By ULRIKE DAUER
FRANKFURT -- Munich Re AG, one of the world's largest reinsurers, Tuesday said economic and insured losses caused by climate change will continue to grow, and called for a near-term deal to ensure a substantial reduction in global greenhouse-gas emissions.
"We need as soon as possible an agreement that significantly reduces greenhouse gas emissions because the climate reacts slowly and what we fail to do now will have a bearing for decades to come," said management board member Torsten Jeworrek.
"In the light of these facts, it is very disappointing that no breakthrough was achieved at the Copenhagen climate summit in December 2009," Mr. Jeworrek said, pointing to the marked increase--more or less tripling--in major global weather-related natural disasters since 1950.
Reinsurers and primary insurers provide insurance protection against losses caused by large natural and man-made disasters.

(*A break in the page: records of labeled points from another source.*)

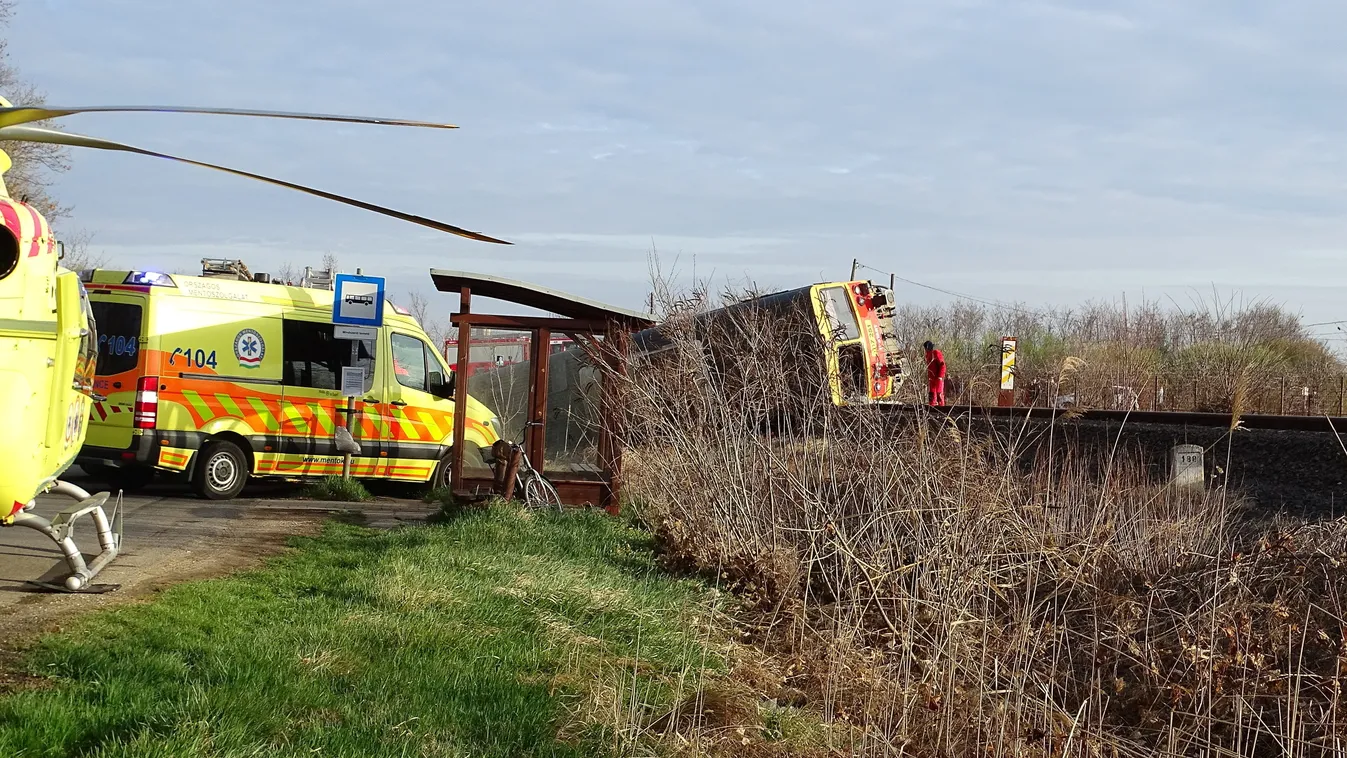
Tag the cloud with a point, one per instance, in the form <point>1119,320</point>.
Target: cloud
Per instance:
<point>1062,146</point>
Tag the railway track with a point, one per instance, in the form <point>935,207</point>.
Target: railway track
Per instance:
<point>1327,424</point>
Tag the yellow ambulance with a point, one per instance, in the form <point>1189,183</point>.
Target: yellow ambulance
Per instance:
<point>225,379</point>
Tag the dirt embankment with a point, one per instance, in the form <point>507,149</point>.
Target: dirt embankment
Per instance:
<point>1301,473</point>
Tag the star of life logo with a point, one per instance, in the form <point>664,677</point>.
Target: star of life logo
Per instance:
<point>249,349</point>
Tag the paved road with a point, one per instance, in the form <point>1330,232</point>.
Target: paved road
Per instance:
<point>170,536</point>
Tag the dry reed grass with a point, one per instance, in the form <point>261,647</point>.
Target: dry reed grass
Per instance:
<point>934,598</point>
<point>1200,356</point>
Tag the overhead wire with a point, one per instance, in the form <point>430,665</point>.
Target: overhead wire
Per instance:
<point>982,300</point>
<point>1041,314</point>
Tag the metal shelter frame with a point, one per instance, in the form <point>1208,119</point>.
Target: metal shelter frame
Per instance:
<point>579,318</point>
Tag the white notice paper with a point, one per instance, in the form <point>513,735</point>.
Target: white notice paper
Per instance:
<point>352,381</point>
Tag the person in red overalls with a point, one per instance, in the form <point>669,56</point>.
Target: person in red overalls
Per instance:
<point>935,374</point>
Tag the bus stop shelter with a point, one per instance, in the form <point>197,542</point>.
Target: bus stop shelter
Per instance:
<point>581,319</point>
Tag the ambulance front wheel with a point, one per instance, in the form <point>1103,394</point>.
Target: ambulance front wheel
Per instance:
<point>221,470</point>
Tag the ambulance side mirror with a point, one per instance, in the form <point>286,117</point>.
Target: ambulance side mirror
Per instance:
<point>438,387</point>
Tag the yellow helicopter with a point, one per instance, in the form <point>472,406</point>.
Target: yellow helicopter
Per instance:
<point>49,337</point>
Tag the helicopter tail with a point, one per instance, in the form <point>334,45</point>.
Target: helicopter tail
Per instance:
<point>61,529</point>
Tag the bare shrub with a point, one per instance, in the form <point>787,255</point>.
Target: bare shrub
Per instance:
<point>1192,358</point>
<point>939,598</point>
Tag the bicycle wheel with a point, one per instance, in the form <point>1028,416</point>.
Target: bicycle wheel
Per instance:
<point>540,493</point>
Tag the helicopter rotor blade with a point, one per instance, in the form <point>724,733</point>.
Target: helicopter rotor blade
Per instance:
<point>26,113</point>
<point>39,135</point>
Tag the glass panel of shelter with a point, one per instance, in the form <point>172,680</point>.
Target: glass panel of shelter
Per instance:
<point>574,407</point>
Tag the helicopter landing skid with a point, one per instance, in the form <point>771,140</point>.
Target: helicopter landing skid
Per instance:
<point>61,529</point>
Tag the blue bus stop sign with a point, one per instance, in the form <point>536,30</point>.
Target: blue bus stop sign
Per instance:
<point>358,300</point>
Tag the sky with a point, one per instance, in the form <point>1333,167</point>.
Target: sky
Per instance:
<point>1020,151</point>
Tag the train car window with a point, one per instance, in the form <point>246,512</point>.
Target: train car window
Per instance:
<point>119,337</point>
<point>314,357</point>
<point>837,303</point>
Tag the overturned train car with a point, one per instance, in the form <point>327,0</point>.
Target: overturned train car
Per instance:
<point>769,356</point>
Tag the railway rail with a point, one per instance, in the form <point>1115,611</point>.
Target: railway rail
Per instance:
<point>1327,424</point>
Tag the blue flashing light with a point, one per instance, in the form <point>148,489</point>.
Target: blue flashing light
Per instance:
<point>152,278</point>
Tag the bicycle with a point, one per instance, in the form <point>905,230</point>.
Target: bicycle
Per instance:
<point>536,490</point>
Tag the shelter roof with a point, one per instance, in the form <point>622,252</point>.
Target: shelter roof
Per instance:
<point>535,296</point>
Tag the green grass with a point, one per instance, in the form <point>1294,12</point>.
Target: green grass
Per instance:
<point>338,489</point>
<point>497,633</point>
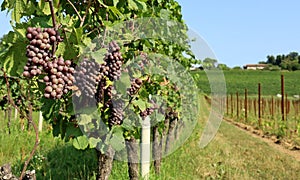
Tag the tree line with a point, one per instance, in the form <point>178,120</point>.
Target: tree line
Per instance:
<point>289,62</point>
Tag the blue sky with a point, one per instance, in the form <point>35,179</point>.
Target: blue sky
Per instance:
<point>238,31</point>
<point>245,31</point>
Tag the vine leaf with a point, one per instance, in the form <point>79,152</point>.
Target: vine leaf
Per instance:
<point>81,142</point>
<point>93,142</point>
<point>117,141</point>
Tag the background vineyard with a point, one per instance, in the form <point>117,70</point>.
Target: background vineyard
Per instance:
<point>264,115</point>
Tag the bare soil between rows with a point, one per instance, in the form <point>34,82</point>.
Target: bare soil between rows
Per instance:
<point>282,145</point>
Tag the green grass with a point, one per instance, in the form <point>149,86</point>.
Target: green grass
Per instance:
<point>238,80</point>
<point>233,154</point>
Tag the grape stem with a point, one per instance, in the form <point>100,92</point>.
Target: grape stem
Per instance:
<point>86,12</point>
<point>54,24</point>
<point>78,14</point>
<point>30,121</point>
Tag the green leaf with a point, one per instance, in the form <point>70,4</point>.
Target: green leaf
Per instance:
<point>116,12</point>
<point>18,9</point>
<point>44,7</point>
<point>84,119</point>
<point>72,131</point>
<point>117,141</point>
<point>93,142</point>
<point>141,104</point>
<point>81,142</point>
<point>99,55</point>
<point>137,5</point>
<point>115,2</point>
<point>123,83</point>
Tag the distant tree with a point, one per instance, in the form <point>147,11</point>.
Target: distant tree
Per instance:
<point>209,63</point>
<point>293,55</point>
<point>271,59</point>
<point>237,68</point>
<point>223,67</point>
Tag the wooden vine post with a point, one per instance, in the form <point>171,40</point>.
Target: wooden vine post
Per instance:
<point>282,97</point>
<point>246,105</point>
<point>259,104</point>
<point>145,148</point>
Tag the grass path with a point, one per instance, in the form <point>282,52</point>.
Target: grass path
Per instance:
<point>233,154</point>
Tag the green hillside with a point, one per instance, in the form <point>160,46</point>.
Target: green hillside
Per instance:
<point>238,80</point>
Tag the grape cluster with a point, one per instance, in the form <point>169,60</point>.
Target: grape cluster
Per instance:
<point>116,116</point>
<point>171,114</point>
<point>38,51</point>
<point>59,73</point>
<point>113,61</point>
<point>149,111</point>
<point>87,76</point>
<point>59,79</point>
<point>135,86</point>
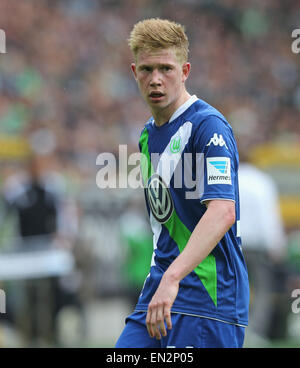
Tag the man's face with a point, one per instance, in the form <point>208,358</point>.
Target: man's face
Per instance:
<point>160,77</point>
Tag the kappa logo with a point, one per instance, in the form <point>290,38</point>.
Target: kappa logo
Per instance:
<point>217,141</point>
<point>175,145</point>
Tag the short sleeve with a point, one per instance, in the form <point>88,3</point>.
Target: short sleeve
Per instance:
<point>215,141</point>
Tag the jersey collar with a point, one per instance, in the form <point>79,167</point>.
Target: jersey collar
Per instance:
<point>181,109</point>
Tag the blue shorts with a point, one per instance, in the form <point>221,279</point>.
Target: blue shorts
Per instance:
<point>187,331</point>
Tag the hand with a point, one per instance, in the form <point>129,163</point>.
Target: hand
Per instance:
<point>159,309</point>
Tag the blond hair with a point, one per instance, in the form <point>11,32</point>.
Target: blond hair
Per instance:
<point>155,33</point>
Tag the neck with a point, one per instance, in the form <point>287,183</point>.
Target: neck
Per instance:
<point>162,116</point>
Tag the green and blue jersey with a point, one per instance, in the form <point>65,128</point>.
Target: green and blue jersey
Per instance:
<point>189,160</point>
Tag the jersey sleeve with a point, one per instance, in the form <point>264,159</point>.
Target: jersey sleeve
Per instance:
<point>215,141</point>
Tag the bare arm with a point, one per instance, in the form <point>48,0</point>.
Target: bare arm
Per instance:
<point>216,221</point>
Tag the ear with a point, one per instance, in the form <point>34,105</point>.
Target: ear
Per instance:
<point>186,67</point>
<point>133,69</point>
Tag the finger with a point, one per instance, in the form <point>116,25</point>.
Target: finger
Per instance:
<point>148,323</point>
<point>161,322</point>
<point>167,316</point>
<point>154,324</point>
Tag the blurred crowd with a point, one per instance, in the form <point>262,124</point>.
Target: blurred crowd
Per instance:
<point>66,91</point>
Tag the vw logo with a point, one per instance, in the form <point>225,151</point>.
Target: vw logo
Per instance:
<point>159,199</point>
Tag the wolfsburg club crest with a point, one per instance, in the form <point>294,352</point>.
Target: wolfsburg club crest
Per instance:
<point>159,199</point>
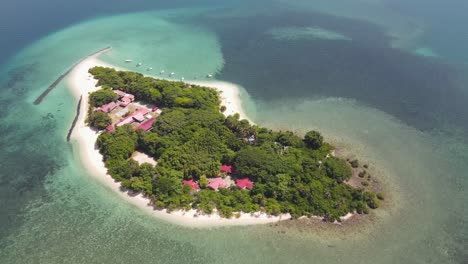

Munich Re said it will step up its own initiatives in the matter, including investments of up to €2 billion in renewable energy and a strong commitment to the Sahara solar power project Desertec, which aims to come up with a feasible plan for generating solar power in the Sahara within the next three years.
Munich Re said losses caused by natural disasters cost the global insurance industry around $22 billion in 2009, helped by substantially lower U.S. hurricane activity than a year earlier, when the insurance industry had to pay around $50 billion for damage caused by natural disasters such as winter storms, hurricanes, cyclones, floods and earthquakes.
The figures are similar to estimates by Swiss peer Swiss Reinsurance Co., which estimated at the end of November that the bill the insurance industry had to pay for natural disaster losses in 2009 amounted to around $21 billion.
Munich Re said "severe weather events accounted for 45%, or nearly half, of global insured losses" in 2009. It also said this year's lower bill for natural disasters and the absence of "severe hurricanes and other mega-catastrophes" shouldn't be taken lightly, as there was a large number of moderately severe natural disasters.
"In particular, the trend toward an increase in weather-related catastrophes continues, while there has fundamentally been no change in the risk of geophysical events such as earthquakes," said Peter Hoeppe, who heads Munich Re's Geo Risks Research unit.
Earlier this month, leaders of the U.S., China and other major economies agreed on a new climate accord in Copenhagen, though many have said it wasn't ambitious enough and a future round of negotiations is now required to hash out the details. The accord contained no specific targets to reduce greenhouse gas emissions by 2050. A proposed 50% cut that was in earlier drafts was removed.
The pact calls on developed nations to provide $30 billion to help developing nations deal with the effects of climate change from 2010 to 2012. By 2020, rich nations aim to jointly mobilize $100 billion a year for poor nations.
Under the deal, countries have pledged to try to keep atmospheric concentrations of carbon dioxide low enough to keep average global temperatures less than two degrees Celsius above preindustrial levels; many scientists say breaching this threshold could have catastrophic consequences. But the agreement doesn't specify how countries will achieve that goal.